Eliza Zachowicz—As a Junior in college, I am almost embarrassed to say this. But, until yesterday, I had never eaten alone in the dining hall.
This may come as a shock to some or all of you, because it isn’t abnormal to eat alone, this was just something I was afraid of doing. Don’t get me wrong, there have been plenty of times when I ate at home by myself, or even in the Union. However, for some strange reason, I was terrified of going up to the dining hall, swiping in, and navigating on my own.
Instead, I’ve always found a buddy. My friends are generally always down to grab a meal, no matter where, so I’ve never been “forced” to eat by myself. But this weekend, my suitemate and closest friend hadn’t arrived to campus yet. My staff members from my building had already grabbed lunch and I had slept late. On top of all that, I had eaten with 12 people for every meal every day for 6 days. It wasn’t bad eating with my giant family of friends, but you can’t just stay quiet at that type of meal. Everyone wants to chat, understandably.

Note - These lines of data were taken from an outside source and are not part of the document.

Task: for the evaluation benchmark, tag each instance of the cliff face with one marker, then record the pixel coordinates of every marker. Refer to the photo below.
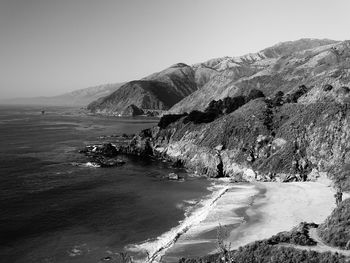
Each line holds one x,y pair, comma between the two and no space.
159,91
302,134
294,141
282,67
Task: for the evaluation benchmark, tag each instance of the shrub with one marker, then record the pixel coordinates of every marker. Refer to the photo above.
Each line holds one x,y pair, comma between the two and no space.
294,96
335,230
166,120
254,94
215,109
262,252
327,87
198,117
277,99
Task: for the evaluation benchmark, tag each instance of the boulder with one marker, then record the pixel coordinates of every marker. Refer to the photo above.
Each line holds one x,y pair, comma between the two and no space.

Since I had other things to do, a lack of cash and absolutely no food in my dorm, I faced my college fear and went to Harrison by myself. That’s right, all alone, just me and my phone against the world. I made a bee line towards the cereal, got my bowl of Reese’s Puffs, added some milk, and grabbed a table where I could see the door. I texted my mom, ate my cereal and I didn’t think this was possible, but I actually enjoyed it.
I ate my cereal with no interruptions. I sat on my phone without feeling bad for ignoring other people. And, now this was the best part, I didn’t have to wait for anybody. It was incredible, a quick meal with some me-time.
Don’t get me wrong, this is definitely not something I plan on getting in the habit of, mostly because if I eat without Faith, I know she won’t forgive me (I won’t, Faith, I promise). But now, after 2.5 years of fearing it, more if you count senior year me who got anxious about it weekly, I know that I can do this.
Eating in the dining hall alone sounds like this huge deal. But no one sat there and pointed at me. I didn’t fear people whispering about me because I was alone. And, thankfully, there was no awkwardness.
So if you’re anything like me, and have a fear of going to the dining hall by yourself, I say just go for it. You might actually enjoy it. And that goes for anything. Step out of your comfort zone this semester and try something new!